Figure 1 presents the results of the random-effects meta-analysis assessing the efficacy of venlafaxine to reduce hot flash scores compared to each non-hormonal treatment/placebo (overall SMD 2.06; 95 % confidence interval (CI) [0.40, 3.72]). The results of the meta-analysis were driven by Loprinzi et al. study, where the largest benefit of Venlafaxine was recorded. Here doses of 75 mg (SMD = 4.85, 95 % CI = 4.45, 5.26) and 150 mg (SMD = 4.57, 95 % CI = 4.18, 4.97) were compared to placebo. Clonidine was favorable compared to venlafaxine in reduction of hot flash score compared to baseline (SMD −0.49; 95 % CI [−0.98, −0.01]). This was also observed in the sensitivity analysis where we used estimates from Buijs et al. study where the comparator was clonidine (SMD −0.11; 95 % confidence interval (CI) [−0.52, 0.31], Supplementary Fig. 1).
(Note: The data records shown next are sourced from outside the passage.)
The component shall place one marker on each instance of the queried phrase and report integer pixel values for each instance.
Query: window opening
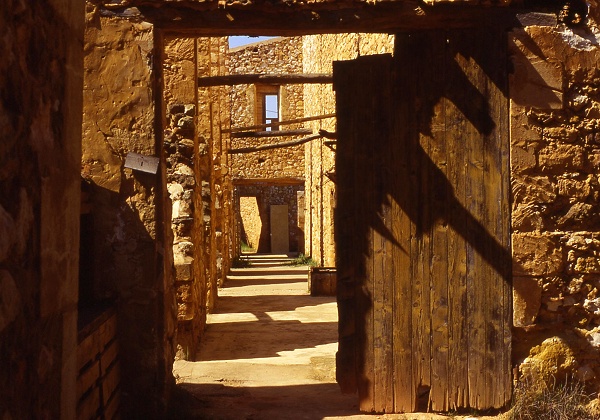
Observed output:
(271, 110)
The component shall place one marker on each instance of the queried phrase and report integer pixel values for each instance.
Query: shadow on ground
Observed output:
(223, 402)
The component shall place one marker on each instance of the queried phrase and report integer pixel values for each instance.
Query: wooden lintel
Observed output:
(267, 181)
(276, 79)
(274, 133)
(277, 124)
(188, 18)
(274, 146)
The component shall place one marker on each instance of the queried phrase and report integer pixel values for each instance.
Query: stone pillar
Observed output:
(40, 150)
(181, 97)
(132, 256)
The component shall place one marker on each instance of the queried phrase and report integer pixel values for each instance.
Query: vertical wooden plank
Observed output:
(346, 362)
(490, 219)
(383, 288)
(456, 128)
(402, 182)
(420, 246)
(440, 192)
(506, 383)
(476, 274)
(367, 198)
Acupuncture was inferior to venlafaxine (SMD 1.83; 95 % CI [1.07, 2.60]), and this was also seen with gabapentin as a comparator (SMD 0.89; 95 % CI [0.38, 1.39]). The forest plot presents the sample sizes of all studies in this meta-analysis were comparable, and there were no large population studies. There was significant heterogeneity between these studies (I 2 = 98.7 %, P < 0.001).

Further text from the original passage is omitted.